Op 2 februari werd de wet DBA door een ruime meerderheid van de Eerste Kamer gesteund en daarmee aanvaard. D66 behoorde met de Christenunie en Groen Links tot de enige tegenstemmers.
Dat was voor mij een teleurstellende uitkomst. Gedurende vele maanden had ik mij als woordvoerder diepgaand in het wetsvoorstel verdiept, en gaandeweg was mijn overtuiging dat dit een onverstandig idee was alleen maar toegenomen. Ik vond en vind het voorstel onnodig, ineffectief, prematuur en riskant; een uitgebreide toelichting staat in de hieronder afgedrukte spreektekst. Nog steeds ben ik bang dat de kwaliteit en de kwantiteit van de werkgelegenheid voor ZZPers ernstig te lijden zullen hebben onder de praktijk van deze wet. Nu de wet DBA is aangenomen hoop ik maar dat ik ongelijk krijg. Maar de eerste commentaren van vakjuristen en accountants wijzen in dezelfde richting.

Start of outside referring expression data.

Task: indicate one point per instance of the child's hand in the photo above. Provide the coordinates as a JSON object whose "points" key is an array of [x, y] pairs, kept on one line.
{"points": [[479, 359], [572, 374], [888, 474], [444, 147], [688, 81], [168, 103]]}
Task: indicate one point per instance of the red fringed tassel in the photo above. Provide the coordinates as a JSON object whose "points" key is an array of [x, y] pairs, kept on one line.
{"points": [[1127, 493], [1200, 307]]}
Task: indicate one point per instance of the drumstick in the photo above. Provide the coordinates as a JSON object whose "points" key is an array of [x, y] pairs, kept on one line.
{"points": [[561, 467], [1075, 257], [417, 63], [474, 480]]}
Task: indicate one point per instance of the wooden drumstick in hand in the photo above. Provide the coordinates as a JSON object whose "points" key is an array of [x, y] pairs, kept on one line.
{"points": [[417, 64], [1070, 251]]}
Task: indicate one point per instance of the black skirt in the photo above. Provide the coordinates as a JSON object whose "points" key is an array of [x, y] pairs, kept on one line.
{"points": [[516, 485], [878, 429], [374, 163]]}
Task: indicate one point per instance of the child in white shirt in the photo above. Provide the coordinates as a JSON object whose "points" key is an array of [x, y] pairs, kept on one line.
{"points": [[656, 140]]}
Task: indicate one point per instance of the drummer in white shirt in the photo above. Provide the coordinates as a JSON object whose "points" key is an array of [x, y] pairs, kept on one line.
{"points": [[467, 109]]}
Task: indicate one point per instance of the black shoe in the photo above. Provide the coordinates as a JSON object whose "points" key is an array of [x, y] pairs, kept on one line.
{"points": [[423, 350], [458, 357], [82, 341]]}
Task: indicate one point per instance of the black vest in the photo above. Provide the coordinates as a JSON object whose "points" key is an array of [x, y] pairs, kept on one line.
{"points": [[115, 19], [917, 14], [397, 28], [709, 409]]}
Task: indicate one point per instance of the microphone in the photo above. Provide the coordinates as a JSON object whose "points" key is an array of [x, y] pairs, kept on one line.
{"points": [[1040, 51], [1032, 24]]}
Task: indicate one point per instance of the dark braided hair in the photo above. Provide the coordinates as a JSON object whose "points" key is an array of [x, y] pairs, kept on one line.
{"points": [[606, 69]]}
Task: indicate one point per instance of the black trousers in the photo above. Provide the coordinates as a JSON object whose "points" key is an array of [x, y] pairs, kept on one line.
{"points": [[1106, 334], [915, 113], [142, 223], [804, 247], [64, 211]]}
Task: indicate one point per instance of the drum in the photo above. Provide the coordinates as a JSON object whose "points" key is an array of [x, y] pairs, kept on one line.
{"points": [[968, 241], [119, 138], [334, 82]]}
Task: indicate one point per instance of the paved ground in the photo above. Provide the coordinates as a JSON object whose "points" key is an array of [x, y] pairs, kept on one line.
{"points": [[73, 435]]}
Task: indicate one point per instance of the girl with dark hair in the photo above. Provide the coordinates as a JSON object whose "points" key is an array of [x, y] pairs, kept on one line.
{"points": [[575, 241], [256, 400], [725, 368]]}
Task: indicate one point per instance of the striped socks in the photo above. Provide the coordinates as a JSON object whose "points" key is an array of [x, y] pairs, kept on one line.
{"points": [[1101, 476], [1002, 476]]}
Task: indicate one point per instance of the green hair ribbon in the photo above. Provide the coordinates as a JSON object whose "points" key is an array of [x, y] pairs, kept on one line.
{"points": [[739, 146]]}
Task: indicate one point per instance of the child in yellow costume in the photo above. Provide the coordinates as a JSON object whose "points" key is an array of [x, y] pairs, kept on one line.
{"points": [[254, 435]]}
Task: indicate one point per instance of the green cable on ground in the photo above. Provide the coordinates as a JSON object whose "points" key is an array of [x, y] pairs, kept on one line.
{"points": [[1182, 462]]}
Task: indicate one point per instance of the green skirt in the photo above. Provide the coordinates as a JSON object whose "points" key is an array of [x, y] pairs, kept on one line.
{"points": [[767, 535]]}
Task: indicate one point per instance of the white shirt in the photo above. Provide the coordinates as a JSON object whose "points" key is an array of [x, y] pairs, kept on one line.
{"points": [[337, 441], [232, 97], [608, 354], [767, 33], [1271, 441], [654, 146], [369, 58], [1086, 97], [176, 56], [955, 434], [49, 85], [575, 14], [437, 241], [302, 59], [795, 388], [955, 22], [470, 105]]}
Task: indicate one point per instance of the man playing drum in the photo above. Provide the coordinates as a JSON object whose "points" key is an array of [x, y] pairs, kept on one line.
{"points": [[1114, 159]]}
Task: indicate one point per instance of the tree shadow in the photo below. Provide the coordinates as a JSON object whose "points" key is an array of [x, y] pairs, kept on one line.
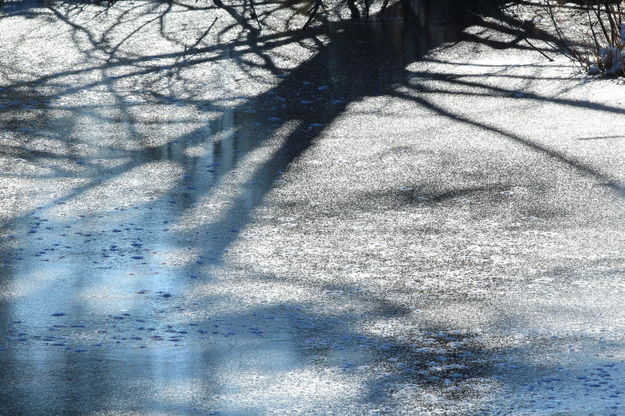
{"points": [[350, 62]]}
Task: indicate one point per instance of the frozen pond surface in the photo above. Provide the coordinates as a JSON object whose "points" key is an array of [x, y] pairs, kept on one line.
{"points": [[200, 217]]}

De beste verklaring die ik kan verzinnen voor deze treurige afloop was de onwankelbare welsprekendheid waarmee staatssecretaris Wiebes gedurende bijna drie uur zijn voorstel verdedigde. Overtuigend vonden D66, de Christenunie en Groen Links zijn argumenten in het geheel niet, maar kennelijk waren wij de enige.

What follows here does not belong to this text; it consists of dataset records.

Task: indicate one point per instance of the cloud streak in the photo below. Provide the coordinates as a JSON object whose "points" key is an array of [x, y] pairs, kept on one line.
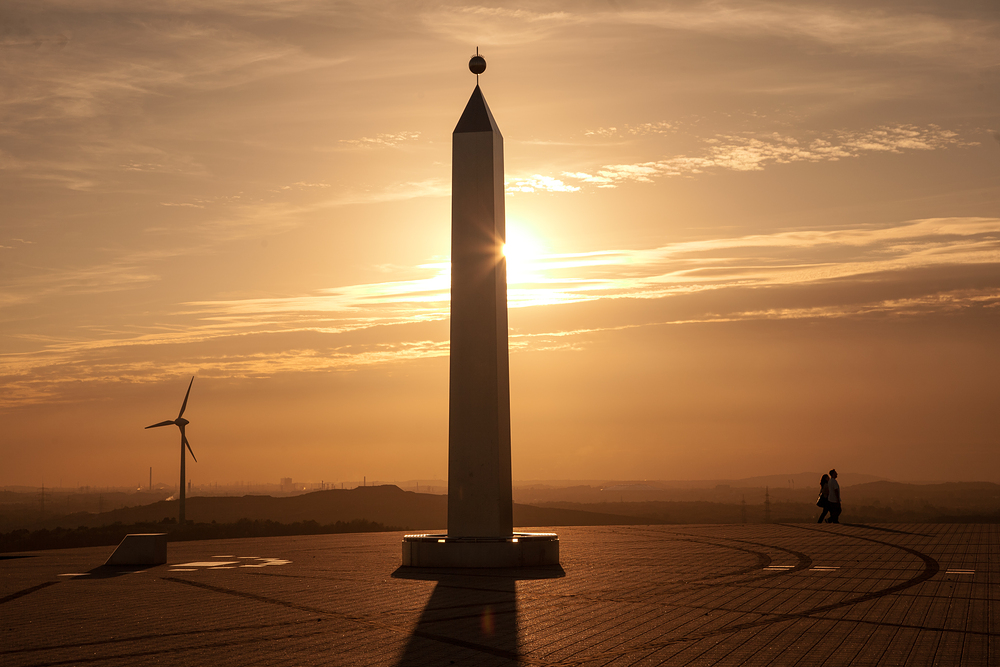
{"points": [[330, 319], [754, 153]]}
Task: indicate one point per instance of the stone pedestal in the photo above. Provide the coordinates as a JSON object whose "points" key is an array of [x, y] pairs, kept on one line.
{"points": [[519, 550]]}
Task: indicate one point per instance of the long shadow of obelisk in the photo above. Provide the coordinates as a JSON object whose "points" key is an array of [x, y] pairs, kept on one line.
{"points": [[471, 617]]}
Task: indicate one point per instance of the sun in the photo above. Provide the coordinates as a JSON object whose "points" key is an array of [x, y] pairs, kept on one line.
{"points": [[522, 250]]}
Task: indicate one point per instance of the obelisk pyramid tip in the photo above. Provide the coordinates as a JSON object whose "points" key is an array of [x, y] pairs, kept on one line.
{"points": [[477, 116]]}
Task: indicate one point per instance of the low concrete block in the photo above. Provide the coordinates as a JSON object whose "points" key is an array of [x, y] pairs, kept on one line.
{"points": [[141, 549], [520, 550]]}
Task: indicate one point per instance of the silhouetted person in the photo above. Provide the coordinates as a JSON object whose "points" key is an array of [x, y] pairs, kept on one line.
{"points": [[824, 497], [833, 498]]}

Zo kan het lopen in een democratie. Wij wachten af hoe het uitpakt, en de machine draait verder. Inmiddels moest ik alweer het woord voeren bij de behandeling van de wet die overheidstoezicht op private jeugdinternaten mogelijk moet maken. Minister Asscher had het daarbij in de Eerste Kamer niet al te moeilijk. Maar dat kwam ook doordat de achterliggende vraag – hoe ver kan de overheid gaan in het afremmen van ouders die onverstandig omspringen met hun kinderen? – hier grotendeels buiten beeld bleef. De grens tussen passende bezorgdheid en overdreven bemoeizucht wordt maar al te gemakkelijk overschreden. Als de recente verhalen over de radicaliserende schoolkinderen kloppen, dan komt die lastige vraag vroeger of later terug. En dan is voor het politieke debat meer nodig dan de twee uur die nu voldoende waren.